(Source: CGTN)
After claiming on his presidential campaign trail last year that China was controlling its currency to make its exports more competitive, Trump has now told the Wall Street Journal that China is in fact not a currency manipulator.
In the wake of President Trump's comments, the US dollar slumped to its lowest level against the yuan in nearly two months, as the RMB's mid-point rate rose to its strongest since mid-February.
The US Treasury would also go on to say it wouldn't name China a "currency manipulator" in its-end-of-week report.
But in truth, it hasn't labelled China, nor any of its major trading partners one, since the mid-nineties.

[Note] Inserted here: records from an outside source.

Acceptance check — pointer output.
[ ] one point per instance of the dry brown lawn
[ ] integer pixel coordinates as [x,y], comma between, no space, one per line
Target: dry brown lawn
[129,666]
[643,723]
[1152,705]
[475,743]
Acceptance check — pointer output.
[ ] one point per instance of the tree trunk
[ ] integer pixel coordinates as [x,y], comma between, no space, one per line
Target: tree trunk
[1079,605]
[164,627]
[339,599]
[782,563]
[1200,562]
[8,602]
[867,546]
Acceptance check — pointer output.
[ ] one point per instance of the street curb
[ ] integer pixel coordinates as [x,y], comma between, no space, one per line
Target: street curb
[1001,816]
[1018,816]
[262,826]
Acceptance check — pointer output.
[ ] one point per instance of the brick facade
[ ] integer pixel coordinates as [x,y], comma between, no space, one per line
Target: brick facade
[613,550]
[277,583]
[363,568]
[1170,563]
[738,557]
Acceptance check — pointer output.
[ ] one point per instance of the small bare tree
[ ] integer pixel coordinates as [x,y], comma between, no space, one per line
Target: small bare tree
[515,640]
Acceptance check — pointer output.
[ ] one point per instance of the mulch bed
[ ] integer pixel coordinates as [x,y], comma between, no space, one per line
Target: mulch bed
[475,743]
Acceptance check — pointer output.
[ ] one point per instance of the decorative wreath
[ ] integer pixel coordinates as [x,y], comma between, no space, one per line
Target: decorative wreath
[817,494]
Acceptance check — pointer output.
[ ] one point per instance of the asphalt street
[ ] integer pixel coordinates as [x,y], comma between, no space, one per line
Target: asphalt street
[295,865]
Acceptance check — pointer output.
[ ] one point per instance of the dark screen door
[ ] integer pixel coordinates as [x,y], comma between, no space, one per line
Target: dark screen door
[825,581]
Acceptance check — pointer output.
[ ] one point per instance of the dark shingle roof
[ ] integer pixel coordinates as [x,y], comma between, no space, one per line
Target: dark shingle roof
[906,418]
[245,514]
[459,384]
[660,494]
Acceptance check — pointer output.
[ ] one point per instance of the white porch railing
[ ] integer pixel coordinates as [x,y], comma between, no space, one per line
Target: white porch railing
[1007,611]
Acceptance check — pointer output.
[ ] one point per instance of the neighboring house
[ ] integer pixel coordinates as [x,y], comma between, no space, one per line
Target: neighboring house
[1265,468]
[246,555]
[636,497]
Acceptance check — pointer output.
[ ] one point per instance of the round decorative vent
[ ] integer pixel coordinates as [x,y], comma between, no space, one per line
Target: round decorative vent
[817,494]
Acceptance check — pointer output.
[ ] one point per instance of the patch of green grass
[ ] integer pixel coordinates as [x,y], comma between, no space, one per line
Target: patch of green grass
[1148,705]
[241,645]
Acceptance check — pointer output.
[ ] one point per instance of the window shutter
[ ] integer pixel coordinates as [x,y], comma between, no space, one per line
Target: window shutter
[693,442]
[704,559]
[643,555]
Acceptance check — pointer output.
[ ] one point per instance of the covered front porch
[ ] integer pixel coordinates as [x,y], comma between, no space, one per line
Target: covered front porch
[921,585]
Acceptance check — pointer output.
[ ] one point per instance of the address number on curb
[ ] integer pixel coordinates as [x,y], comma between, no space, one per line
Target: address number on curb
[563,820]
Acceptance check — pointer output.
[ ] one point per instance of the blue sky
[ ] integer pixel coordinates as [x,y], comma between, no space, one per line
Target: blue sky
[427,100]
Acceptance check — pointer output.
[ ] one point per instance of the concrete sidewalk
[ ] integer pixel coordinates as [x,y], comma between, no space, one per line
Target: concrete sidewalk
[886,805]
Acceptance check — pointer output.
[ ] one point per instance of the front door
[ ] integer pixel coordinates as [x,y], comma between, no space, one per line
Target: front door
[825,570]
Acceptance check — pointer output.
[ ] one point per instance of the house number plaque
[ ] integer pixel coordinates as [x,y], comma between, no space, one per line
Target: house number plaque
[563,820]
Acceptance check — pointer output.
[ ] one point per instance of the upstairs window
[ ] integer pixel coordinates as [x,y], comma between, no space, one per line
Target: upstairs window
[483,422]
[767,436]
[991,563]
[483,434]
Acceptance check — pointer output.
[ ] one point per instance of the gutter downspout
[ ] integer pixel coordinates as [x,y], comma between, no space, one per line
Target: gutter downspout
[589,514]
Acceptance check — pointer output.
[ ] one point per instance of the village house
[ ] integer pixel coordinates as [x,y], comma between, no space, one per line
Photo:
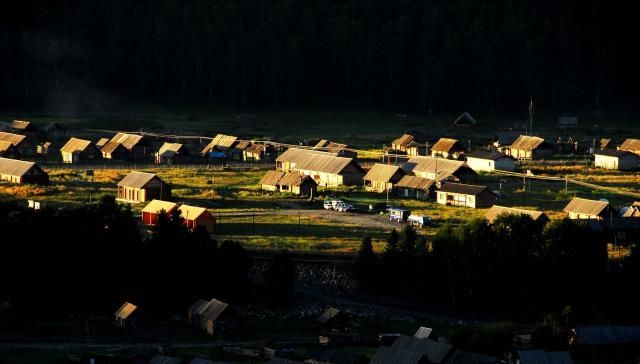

And China's efforts to globalize, and stabilize the yuan -- quite the antithesis of being a currency manipulator -- is already understood among industry experts.
"I think one of the key criterion is the country intervening and to try gain unfair advantage, in terms of the value of its currency. And I think objectively over the last year China is doing the opposite. They've been intervening at their own expense to protect their currency," Former US Treasury Secretary Jacob Lew said.
President Trump may not have been fully aware of that.
But he has other things on his mind, like securing China's support on the DPRK issue, as a phone call between him and Chinese President Xi Jinping on Tuesday showed.
"President Xi wants to do the right thing. We had a very good bonding. I think we had a very good chemistry together. I think he wants to help us with North Korea. We talked trade. We talk a lot of things and I said the way you're going to make a good trade deal is to help us with North Korea. Otherwise we're just going to go it alone. That will be all right, too," US President Donald Trump said.
Data showed that trade between China and the US showed positive growth in the first quarter of this year. It remains to be seen if that rapport can extend elsewhere.